Mereka percaya bahwa kecerdasan serta bakat pada diri mereka tidak perlu dikembangkan lagi untuk menuju pada kesuksesan. Jika kamu memiliki pola pikir yang demikian, hal tersebut akan menahan kamu untuk melakukan hal-hal besar yang mengarah pada perubahan positif dalam dirimu.
Mereka dengan fixed mindset, biasanya :
1. Percaya akan kualitas hidup seseorang sudah tetap sejak lahir.
2. Percaya pada nilai IQ diri menunjukan seluruh kisah diri sebenarnya.
3. Berkecil hati setelah penolakan atau kegagalan, tipe mindsetini mengeneralisir dirinya, padahal kesalahan itu bukan penentu segalanya.

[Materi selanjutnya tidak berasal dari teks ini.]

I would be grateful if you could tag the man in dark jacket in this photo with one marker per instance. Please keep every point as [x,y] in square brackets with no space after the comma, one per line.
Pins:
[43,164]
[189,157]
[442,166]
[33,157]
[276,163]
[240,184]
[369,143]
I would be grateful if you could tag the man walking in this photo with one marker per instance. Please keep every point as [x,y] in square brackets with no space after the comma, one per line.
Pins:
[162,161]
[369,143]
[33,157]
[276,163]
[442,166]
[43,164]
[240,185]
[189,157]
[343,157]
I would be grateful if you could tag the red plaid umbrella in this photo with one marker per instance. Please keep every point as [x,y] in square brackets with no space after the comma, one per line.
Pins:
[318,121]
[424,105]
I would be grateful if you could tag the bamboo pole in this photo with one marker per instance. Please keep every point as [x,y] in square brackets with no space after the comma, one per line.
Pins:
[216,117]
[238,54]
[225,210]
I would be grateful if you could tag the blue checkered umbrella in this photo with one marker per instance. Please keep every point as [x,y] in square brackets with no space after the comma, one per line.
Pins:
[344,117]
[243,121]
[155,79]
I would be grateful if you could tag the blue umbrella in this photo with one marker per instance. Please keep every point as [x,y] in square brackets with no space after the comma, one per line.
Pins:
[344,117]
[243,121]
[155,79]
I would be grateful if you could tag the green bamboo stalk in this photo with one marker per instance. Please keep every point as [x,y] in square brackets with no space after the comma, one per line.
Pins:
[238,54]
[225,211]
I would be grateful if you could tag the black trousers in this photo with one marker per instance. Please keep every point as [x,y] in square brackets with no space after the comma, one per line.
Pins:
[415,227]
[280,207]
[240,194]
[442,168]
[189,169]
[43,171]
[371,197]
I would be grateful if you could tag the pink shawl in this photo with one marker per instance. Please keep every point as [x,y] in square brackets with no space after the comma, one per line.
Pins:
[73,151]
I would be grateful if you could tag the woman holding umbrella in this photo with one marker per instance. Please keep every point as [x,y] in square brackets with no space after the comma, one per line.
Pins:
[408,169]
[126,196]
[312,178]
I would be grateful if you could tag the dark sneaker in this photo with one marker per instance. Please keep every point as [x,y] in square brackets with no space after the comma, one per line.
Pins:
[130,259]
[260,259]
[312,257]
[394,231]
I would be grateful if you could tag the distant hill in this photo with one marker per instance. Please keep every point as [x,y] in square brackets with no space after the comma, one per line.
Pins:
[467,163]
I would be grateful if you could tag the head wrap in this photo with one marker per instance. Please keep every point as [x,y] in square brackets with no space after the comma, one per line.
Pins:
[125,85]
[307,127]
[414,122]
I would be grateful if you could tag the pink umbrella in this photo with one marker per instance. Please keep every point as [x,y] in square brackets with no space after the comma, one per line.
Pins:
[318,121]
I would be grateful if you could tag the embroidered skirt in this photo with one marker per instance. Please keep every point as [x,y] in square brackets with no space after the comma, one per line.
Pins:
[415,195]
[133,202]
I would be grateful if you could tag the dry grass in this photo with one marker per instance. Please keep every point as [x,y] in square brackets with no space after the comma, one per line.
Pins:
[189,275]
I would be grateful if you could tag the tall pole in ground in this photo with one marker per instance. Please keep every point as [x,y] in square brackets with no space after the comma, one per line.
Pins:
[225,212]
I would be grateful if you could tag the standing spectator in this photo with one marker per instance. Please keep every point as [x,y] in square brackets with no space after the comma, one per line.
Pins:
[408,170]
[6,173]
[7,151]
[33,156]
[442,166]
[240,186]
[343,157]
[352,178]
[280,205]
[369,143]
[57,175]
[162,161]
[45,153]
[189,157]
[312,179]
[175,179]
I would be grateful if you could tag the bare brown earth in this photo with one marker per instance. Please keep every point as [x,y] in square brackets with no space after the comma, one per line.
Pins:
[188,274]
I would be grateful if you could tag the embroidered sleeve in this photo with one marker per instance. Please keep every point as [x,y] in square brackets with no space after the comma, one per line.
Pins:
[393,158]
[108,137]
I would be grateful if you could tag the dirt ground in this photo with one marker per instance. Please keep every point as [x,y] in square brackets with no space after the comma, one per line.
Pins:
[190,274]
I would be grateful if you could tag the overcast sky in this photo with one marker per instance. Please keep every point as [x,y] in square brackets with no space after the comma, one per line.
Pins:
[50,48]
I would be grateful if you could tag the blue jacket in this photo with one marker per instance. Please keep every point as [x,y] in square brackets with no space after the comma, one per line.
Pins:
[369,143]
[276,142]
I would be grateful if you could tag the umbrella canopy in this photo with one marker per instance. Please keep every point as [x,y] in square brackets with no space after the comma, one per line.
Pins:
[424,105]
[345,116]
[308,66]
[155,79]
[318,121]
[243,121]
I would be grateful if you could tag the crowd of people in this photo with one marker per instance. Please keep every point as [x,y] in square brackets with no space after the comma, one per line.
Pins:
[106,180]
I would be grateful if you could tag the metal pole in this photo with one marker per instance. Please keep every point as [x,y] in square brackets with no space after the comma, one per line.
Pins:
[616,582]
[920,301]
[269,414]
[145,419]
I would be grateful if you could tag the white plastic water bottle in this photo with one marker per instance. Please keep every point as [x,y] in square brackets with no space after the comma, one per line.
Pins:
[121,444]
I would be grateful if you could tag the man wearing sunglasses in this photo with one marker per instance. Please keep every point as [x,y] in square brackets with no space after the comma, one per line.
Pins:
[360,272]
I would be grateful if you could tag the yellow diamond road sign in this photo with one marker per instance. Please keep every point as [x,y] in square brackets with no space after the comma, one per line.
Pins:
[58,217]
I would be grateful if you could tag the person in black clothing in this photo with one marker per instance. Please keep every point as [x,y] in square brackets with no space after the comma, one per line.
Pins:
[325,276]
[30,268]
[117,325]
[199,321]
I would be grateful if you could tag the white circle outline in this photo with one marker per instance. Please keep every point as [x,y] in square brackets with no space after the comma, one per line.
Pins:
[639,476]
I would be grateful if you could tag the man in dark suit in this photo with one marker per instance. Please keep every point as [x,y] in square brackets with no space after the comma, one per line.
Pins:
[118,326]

Seperti seorang pelajar yang mendapat nilai D dari sebuah tugas, ia menilai diri sepenuhnya gagal dan bodoh.
4. Kehilangan minat saat tugas menjadi sulit.
5. Mudah menyerah dan cenderung menghindari tantangan
6. Mereka menganggap, usaha hanya dibutuhkan untuk orang-orang yang memiliki banyak kekurangan.
7. Mereka akan khawatir tentang bagaimana dirinya menurut pandangan orang
Lantas, bagaimana sih cara kita dalam upaya memahami dan mengembangkan diri sendiri dengan growth mindset?
- REFLEKSI
-Mengenali fixed mindset
-Sadari pola fixed mindset
-Menentukan tujuan perubahan
- LATIHAN
- Power of Yet (mengembangkan keberanian menghadapi kegagalan), seperti mengaplikasikan Reframing, mengubah kalimat "Aku tidak bisa mencapai target yang ditentukan" menjadi "Aku belum bisa mencapai target bulan ini"
-Mengatasi self limiting beliefs untuk meningkatkan kepercayaan pada kemampuan diriÂ
-Mengembangkan growth zone untuk memeperluas zona nyaman dan mampu melakukan hal-hal yang menantang, dengan cara Stretching menggunakan deliberate practice (menurut Ericson) yang meliputi, melatih kemampuan yang telah dikuasai orang sebelumnya, membuat perencanaan dan tujuan yang spesifik, mencari feedback, berusaha fokus dalam berlatih, melatih kemampuan yang sesuai dengan kekuatan diri.